General Motors abruptly announced it now plans to stop building and engineering cars in Australia by the end of 2017. The decision will end almost 90 years of car making in Australia by GM’s Australian subsidiary, Holden.
The announcement follows testimony before a parliamentary commission by GM’s ranking executive in Australia that GM could no longer sustain its manufacturing operations “Down Under” without help from substantial subsidies from the Australian government.
Currently only GM’s Holden, Ford and Toyota currently manufacture vehicles there. Ford already announced it planned to close its Australia car factories by the end of 2016 and Toyota is expected to follow suit shortly.
Mike Devereux, the managing director of GM’s Holden subsidiary, had warned the commission, “There is a level of assistance that needs to be there for GM to make a business case viable to be able to make cars here.” Holden had lost roughly $130 million in 2012.
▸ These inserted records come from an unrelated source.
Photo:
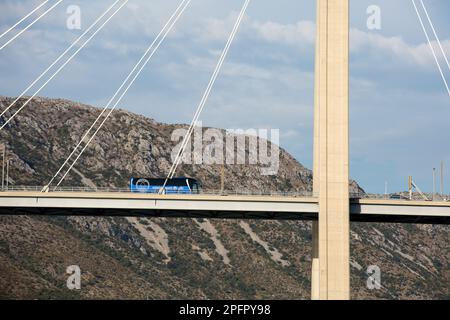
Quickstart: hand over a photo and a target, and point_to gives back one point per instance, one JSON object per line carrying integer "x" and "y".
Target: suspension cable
{"x": 31, "y": 24}
{"x": 23, "y": 19}
{"x": 206, "y": 94}
{"x": 64, "y": 64}
{"x": 152, "y": 49}
{"x": 58, "y": 59}
{"x": 431, "y": 47}
{"x": 435, "y": 34}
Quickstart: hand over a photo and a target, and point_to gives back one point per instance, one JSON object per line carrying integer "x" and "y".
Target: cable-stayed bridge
{"x": 230, "y": 205}
{"x": 330, "y": 206}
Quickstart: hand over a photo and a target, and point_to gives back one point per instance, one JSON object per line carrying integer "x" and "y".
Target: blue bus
{"x": 180, "y": 185}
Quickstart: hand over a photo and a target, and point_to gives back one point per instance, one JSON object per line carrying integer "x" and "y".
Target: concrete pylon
{"x": 331, "y": 244}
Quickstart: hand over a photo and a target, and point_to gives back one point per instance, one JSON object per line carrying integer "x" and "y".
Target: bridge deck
{"x": 214, "y": 206}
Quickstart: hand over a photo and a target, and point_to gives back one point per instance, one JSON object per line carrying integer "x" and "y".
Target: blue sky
{"x": 398, "y": 103}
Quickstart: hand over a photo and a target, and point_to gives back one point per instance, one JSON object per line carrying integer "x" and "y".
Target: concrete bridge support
{"x": 331, "y": 248}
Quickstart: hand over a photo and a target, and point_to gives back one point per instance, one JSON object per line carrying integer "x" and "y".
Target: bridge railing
{"x": 127, "y": 190}
{"x": 241, "y": 192}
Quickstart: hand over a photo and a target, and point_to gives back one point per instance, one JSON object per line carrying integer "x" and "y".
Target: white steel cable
{"x": 431, "y": 47}
{"x": 31, "y": 24}
{"x": 58, "y": 59}
{"x": 65, "y": 63}
{"x": 206, "y": 93}
{"x": 155, "y": 46}
{"x": 23, "y": 19}
{"x": 435, "y": 34}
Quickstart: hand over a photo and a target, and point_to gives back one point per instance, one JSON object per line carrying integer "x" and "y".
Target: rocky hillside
{"x": 140, "y": 258}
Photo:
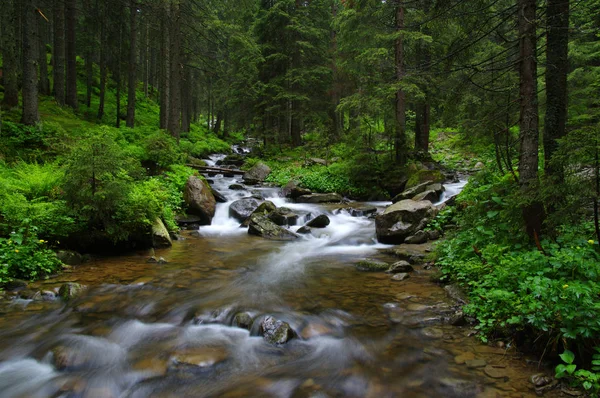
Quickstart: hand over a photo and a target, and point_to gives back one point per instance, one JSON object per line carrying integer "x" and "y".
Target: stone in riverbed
{"x": 321, "y": 221}
{"x": 402, "y": 220}
{"x": 275, "y": 331}
{"x": 199, "y": 199}
{"x": 160, "y": 235}
{"x": 400, "y": 266}
{"x": 320, "y": 198}
{"x": 369, "y": 265}
{"x": 241, "y": 209}
{"x": 283, "y": 216}
{"x": 260, "y": 225}
{"x": 70, "y": 290}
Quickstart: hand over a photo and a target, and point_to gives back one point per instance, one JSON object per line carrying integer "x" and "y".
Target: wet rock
{"x": 283, "y": 216}
{"x": 431, "y": 196}
{"x": 200, "y": 358}
{"x": 242, "y": 320}
{"x": 69, "y": 257}
{"x": 462, "y": 358}
{"x": 369, "y": 265}
{"x": 241, "y": 209}
{"x": 418, "y": 238}
{"x": 437, "y": 188}
{"x": 457, "y": 319}
{"x": 540, "y": 379}
{"x": 475, "y": 363}
{"x": 402, "y": 220}
{"x": 320, "y": 198}
{"x": 321, "y": 221}
{"x": 400, "y": 266}
{"x": 199, "y": 199}
{"x": 495, "y": 373}
{"x": 47, "y": 295}
{"x": 275, "y": 331}
{"x": 304, "y": 230}
{"x": 456, "y": 293}
{"x": 219, "y": 197}
{"x": 257, "y": 174}
{"x": 15, "y": 284}
{"x": 411, "y": 192}
{"x": 262, "y": 226}
{"x": 433, "y": 235}
{"x": 400, "y": 276}
{"x": 70, "y": 290}
{"x": 160, "y": 235}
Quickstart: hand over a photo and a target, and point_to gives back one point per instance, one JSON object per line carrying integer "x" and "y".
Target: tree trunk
{"x": 30, "y": 64}
{"x": 164, "y": 74}
{"x": 70, "y": 27}
{"x": 132, "y": 82}
{"x": 10, "y": 56}
{"x": 43, "y": 61}
{"x": 175, "y": 80}
{"x": 528, "y": 122}
{"x": 557, "y": 68}
{"x": 400, "y": 108}
{"x": 103, "y": 66}
{"x": 58, "y": 52}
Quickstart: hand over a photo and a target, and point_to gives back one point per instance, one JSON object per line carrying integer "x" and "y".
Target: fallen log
{"x": 219, "y": 170}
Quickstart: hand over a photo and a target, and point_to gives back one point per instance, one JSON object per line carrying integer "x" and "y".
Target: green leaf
{"x": 567, "y": 356}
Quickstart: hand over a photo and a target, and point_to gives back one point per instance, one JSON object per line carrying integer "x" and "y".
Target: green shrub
{"x": 23, "y": 255}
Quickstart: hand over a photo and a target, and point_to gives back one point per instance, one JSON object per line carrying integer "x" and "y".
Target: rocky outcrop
{"x": 199, "y": 199}
{"x": 69, "y": 257}
{"x": 241, "y": 209}
{"x": 275, "y": 331}
{"x": 260, "y": 225}
{"x": 411, "y": 192}
{"x": 320, "y": 198}
{"x": 283, "y": 216}
{"x": 160, "y": 235}
{"x": 257, "y": 174}
{"x": 402, "y": 220}
{"x": 321, "y": 221}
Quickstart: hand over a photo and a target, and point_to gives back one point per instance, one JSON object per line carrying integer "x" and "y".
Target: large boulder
{"x": 260, "y": 225}
{"x": 199, "y": 199}
{"x": 160, "y": 235}
{"x": 320, "y": 198}
{"x": 257, "y": 174}
{"x": 283, "y": 216}
{"x": 431, "y": 196}
{"x": 275, "y": 331}
{"x": 242, "y": 208}
{"x": 402, "y": 220}
{"x": 411, "y": 192}
{"x": 321, "y": 221}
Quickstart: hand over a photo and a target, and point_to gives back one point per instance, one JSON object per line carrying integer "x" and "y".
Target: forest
{"x": 107, "y": 107}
However, the new Australian Prime Minister, Tony Abbott, had campaigned against industrial subsidies. Abbott’s government is preparing to cut the annual subsidies for carmakers still operating in Australia by $450 million in 2014.
The auto industry in Australia has depended on government subsidies for years in the face of rising costs, a relatively strong Australian dollar, cheap imports and weak exports, experts said. Sales figures show that only about 13% of the vehicles sold in Australia are made in Australia. Thirty years ago, 80% of the cars sold in Australia were actually made in Australia.
In addition, Holden had developed a modest export business that shipped vehicles from Australia into the Middle East. Now, GM plans to turn its operations in Australia and New Zealand into a national sales company that will sell vehicles built at GM factories in other countries, most likely China, South Korea and Thailand.
(Fate of GM’s operations in Australia uncertain. For more, Click Here.)
With the cost of building vehicles in Australia rising, GM has been making greater use of vehicles built in North America to fill orders destined for the Middle East. For example, GM expects nearly one third of the new Chevrolet Suburbans and Tahoes built in Texas to be exported to customers in the Middle East.
Since the bankruptcy, GM also made a concerted effort to improve the plant utilization rates at its factories in North America, according David Cole, the former chairman of the Center for Automotive Research in Ann Arbor, Mich.
(Click Here for more about GM pulling Chevy from Europe.)
In addition, GM’s International Operations are now facing a write off of nearly $1 billion, following a decision by the company’s top management to pull Chevrolet out of markets across Europe. GM hasn’t announced the timing of the write offs, but they are certain to eat into the profitability of GM’s International Operations in the next couple of quarters.
GM had spent millions of dollars in trying to build up Chevrolet reputation with European consumers. But the effort lost momentum due to the collapse of new car sales in Europe and ultimately wound up undercutting GM’s efforts to rebuild Opel/Vauxhall.